I'm also open to suggestions regarding improving my workflow and file structure, as it seems to be not particularly pythonic. My background is in MATLAB if that helps anyone understand. I'm editing my .py files in SublimeText2. Sorry the code is not very minimal, I've been having a hard time reproducing the problem.
The correct approach is to do an import numpy as np at the top of your sub-module as well. Here's why:
The key thing to note is that in Python, global actually means "shared at a module-level", and the namespaces for each module exist distinct from each other except when a module explicitly imports from another module. An imported module definitely cannot reach out to its 'parent' module's namespace, which is probably a good thing all things considered, otherwise you'll have modules whose behavior depends entirely on the variables defined in the module that imports it.
So when the stack trace says global name 'np' is not defined, it's talking about it at a module level. Python does not let the WC_Class module access objects in its parent module by default.

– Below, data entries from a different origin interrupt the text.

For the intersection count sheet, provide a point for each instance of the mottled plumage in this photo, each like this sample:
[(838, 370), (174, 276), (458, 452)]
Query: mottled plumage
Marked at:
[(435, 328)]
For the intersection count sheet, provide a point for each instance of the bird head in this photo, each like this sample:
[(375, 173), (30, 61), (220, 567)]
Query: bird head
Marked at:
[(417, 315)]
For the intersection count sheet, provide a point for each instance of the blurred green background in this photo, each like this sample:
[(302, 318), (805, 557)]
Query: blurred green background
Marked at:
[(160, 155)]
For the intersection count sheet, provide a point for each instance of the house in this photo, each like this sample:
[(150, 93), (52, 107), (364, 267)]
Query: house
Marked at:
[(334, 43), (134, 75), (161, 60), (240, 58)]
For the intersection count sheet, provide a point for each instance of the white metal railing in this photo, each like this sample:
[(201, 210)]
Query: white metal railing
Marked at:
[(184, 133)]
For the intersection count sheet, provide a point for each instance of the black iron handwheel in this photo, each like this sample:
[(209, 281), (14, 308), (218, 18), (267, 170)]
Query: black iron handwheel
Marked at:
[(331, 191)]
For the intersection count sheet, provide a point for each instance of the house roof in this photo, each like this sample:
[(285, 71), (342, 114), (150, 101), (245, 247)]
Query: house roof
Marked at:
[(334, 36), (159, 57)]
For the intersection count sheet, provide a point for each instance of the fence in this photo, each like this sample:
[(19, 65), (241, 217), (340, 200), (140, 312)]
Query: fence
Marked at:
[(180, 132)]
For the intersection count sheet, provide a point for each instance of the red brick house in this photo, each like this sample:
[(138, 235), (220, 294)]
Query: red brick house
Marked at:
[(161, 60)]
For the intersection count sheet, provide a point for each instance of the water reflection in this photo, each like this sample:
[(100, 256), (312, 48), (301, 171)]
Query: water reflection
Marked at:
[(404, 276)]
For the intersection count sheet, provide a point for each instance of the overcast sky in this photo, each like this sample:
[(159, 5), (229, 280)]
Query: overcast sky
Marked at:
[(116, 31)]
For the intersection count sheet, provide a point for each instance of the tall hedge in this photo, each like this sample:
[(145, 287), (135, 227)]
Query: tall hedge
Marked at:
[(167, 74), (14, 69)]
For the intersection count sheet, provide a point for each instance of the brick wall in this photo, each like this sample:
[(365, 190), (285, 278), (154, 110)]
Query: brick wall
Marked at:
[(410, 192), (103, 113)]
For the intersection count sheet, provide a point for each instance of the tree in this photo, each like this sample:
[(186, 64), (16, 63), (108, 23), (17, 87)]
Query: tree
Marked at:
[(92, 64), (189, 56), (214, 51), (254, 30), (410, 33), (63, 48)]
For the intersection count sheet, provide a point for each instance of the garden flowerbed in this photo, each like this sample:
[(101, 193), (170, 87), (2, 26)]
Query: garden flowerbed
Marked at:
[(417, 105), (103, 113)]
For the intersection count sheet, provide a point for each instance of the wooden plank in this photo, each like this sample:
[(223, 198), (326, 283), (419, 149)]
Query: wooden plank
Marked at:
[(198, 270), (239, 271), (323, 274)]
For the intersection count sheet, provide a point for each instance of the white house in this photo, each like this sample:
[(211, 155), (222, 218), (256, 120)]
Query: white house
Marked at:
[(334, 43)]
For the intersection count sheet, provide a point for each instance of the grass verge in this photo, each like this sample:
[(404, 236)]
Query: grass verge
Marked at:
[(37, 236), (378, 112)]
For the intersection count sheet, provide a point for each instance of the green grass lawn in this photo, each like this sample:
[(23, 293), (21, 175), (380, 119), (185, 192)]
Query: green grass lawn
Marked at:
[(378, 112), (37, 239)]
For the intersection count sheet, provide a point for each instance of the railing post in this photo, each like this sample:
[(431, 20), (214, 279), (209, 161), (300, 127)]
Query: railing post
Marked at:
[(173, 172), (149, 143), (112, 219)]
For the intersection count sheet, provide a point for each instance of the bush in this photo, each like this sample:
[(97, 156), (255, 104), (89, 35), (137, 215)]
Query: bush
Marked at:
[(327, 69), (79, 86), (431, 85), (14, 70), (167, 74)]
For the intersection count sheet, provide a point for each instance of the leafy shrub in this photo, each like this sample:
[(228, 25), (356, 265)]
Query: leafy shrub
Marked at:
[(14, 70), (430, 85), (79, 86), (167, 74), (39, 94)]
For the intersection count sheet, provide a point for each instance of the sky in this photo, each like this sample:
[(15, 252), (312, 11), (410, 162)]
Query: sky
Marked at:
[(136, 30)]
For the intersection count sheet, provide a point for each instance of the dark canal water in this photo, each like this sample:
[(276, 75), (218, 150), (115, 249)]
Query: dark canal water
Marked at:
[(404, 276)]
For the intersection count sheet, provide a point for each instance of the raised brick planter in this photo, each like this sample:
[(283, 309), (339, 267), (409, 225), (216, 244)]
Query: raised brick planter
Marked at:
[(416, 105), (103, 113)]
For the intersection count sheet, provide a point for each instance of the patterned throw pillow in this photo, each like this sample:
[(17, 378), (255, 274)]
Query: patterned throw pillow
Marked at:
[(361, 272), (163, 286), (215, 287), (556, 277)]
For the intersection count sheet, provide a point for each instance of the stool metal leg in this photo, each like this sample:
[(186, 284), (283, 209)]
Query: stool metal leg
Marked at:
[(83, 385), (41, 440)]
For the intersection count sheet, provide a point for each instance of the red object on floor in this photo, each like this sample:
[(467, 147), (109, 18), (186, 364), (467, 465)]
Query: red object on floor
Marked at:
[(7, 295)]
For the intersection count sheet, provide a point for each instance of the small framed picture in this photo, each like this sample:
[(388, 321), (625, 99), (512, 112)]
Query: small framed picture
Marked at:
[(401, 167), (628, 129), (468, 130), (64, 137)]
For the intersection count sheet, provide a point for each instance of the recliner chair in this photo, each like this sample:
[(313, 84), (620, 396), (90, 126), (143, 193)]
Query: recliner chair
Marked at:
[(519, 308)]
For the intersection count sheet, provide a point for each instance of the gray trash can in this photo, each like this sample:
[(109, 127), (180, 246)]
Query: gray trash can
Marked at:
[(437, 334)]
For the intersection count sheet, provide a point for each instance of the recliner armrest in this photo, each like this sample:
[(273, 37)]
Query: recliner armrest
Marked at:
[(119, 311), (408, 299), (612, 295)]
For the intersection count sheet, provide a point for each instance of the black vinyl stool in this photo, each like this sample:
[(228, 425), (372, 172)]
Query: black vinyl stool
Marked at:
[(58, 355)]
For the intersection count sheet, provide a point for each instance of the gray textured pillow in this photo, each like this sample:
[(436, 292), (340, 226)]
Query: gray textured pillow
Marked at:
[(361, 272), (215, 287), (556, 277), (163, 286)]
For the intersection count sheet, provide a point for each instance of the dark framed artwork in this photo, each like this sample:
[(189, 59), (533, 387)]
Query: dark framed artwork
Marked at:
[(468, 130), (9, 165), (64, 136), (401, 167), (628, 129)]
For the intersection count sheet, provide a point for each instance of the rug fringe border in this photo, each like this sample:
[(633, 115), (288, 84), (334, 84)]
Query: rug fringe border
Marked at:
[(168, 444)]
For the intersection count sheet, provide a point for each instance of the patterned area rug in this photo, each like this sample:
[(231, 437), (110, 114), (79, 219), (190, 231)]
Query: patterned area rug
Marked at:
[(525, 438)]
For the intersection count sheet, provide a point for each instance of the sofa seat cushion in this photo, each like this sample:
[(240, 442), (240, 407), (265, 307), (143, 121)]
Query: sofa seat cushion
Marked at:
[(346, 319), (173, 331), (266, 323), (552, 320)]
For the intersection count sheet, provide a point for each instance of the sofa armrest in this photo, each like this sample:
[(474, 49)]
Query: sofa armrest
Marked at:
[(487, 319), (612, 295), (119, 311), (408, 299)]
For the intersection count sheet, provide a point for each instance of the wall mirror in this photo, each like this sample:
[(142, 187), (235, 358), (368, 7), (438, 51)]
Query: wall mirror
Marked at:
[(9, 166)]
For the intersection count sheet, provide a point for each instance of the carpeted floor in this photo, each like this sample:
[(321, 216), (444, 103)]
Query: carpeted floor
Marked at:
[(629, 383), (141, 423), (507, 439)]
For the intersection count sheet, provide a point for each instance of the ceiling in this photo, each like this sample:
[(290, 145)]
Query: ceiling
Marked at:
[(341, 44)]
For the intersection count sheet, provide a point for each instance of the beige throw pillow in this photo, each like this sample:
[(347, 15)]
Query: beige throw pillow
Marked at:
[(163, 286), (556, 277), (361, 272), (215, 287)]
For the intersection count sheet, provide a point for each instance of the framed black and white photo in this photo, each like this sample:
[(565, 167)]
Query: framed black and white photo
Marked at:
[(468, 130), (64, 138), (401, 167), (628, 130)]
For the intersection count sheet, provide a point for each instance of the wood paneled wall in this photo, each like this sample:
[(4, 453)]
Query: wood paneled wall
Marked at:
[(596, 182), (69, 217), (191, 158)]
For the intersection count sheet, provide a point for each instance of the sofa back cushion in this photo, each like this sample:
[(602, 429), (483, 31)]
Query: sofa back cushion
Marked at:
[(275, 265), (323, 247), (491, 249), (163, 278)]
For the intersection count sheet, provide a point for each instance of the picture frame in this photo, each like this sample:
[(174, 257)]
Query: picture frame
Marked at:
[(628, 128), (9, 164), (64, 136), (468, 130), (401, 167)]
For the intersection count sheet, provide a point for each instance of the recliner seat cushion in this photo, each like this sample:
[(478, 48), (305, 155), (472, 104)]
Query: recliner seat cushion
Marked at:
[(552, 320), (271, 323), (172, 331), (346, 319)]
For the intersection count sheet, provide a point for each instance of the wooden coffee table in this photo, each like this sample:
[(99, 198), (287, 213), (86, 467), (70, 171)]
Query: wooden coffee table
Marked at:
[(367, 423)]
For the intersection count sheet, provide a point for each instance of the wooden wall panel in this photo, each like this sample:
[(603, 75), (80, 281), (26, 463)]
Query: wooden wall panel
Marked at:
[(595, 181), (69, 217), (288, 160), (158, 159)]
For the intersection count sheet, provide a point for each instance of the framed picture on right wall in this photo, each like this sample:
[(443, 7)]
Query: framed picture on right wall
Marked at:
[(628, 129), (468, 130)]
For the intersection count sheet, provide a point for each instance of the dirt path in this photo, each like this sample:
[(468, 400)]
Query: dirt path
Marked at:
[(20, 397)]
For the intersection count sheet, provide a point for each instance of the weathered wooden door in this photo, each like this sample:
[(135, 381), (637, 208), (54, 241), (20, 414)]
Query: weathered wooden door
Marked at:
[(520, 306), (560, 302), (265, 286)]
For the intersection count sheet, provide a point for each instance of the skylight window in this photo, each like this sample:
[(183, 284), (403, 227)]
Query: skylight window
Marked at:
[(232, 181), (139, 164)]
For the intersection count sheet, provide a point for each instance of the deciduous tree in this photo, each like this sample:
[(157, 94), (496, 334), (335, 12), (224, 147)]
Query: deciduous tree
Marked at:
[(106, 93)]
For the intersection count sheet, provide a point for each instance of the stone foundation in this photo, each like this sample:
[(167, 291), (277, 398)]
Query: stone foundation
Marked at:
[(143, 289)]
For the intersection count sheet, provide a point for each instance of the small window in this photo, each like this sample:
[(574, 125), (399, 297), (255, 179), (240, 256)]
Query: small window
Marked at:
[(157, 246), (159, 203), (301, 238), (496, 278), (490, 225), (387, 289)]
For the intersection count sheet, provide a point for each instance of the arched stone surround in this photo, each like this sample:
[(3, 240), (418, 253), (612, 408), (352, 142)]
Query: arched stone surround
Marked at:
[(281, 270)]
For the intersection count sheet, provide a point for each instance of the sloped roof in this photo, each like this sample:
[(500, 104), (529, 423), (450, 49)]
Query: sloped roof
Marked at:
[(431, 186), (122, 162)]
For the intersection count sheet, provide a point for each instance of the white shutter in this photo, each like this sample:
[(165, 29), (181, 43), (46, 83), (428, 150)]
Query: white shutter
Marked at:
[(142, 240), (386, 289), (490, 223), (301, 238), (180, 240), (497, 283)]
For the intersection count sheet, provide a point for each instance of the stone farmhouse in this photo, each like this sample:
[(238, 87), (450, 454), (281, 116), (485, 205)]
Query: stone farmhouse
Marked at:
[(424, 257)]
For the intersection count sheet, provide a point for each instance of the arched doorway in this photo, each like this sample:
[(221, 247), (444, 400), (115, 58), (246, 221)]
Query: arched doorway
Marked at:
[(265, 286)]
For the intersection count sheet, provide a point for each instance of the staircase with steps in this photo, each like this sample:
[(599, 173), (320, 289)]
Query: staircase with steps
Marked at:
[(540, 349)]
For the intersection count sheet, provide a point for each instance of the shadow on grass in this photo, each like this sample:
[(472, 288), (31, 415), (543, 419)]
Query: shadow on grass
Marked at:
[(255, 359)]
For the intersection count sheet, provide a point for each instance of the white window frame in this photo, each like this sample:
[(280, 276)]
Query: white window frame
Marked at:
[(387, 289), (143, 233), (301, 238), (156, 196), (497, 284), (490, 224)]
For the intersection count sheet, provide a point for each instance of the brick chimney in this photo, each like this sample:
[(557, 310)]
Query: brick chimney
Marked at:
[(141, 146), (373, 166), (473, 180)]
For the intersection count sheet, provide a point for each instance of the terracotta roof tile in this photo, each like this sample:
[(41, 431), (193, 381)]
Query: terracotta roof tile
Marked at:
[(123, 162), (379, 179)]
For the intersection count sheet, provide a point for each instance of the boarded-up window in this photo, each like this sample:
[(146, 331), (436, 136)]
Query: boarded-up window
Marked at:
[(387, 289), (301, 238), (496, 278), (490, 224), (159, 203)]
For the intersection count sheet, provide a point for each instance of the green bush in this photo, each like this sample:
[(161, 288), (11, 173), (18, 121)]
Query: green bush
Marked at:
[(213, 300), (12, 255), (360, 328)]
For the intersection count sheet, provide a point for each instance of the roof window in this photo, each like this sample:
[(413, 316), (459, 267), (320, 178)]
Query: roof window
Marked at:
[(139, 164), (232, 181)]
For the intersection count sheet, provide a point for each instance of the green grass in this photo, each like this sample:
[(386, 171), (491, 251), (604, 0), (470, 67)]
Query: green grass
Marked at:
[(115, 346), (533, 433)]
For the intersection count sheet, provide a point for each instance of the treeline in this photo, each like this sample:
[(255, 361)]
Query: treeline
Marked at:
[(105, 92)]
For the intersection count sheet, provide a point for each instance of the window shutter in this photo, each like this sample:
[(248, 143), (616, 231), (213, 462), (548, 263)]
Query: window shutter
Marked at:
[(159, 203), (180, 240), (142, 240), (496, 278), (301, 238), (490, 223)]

(As an aside, effbot has a quick note on how to do inter-module globals)
Another key thing to note is that even if you have multiple import numpy as np in various modules of your code, the module actually only gets loaded (i.e. executed) once. Once loaded, modules (being Python objects themselves) can be found in the dictionary sys.modules, and if a module already exists in this dictionary, any import module_to_import statement simply lets the importing module access names in the namespace of module_to_import. So having import numpy as np scattered across multiple modules in your codebase isn't wasteful.
Edit: On deeper digging, effbot has an even deeper (but still pretty quick and simple) exploration of what actually happens in module imports. For deeper exploration of the topic, you may want to check the import system discussion newly added in the Python 3 documentation.
It is normal in Python to import each module that is needed with in each. Don't count on any 'global' imports. In fact there isn't such a thing. With one exception. I discovered in
Do I have to specify import when Python script is being run in Ipython?
that %run -i myscript runs the script in the Ipython interactive namespace. So for quick test scripts this can save a bunch of imports.
I don't see the need for this triple import
import WC_class # make sure WC_class exists
reload(WC_class) # make sure it's the most current version
...
from WC_class import WC_unit
If all you are using from WC_class just use the last line.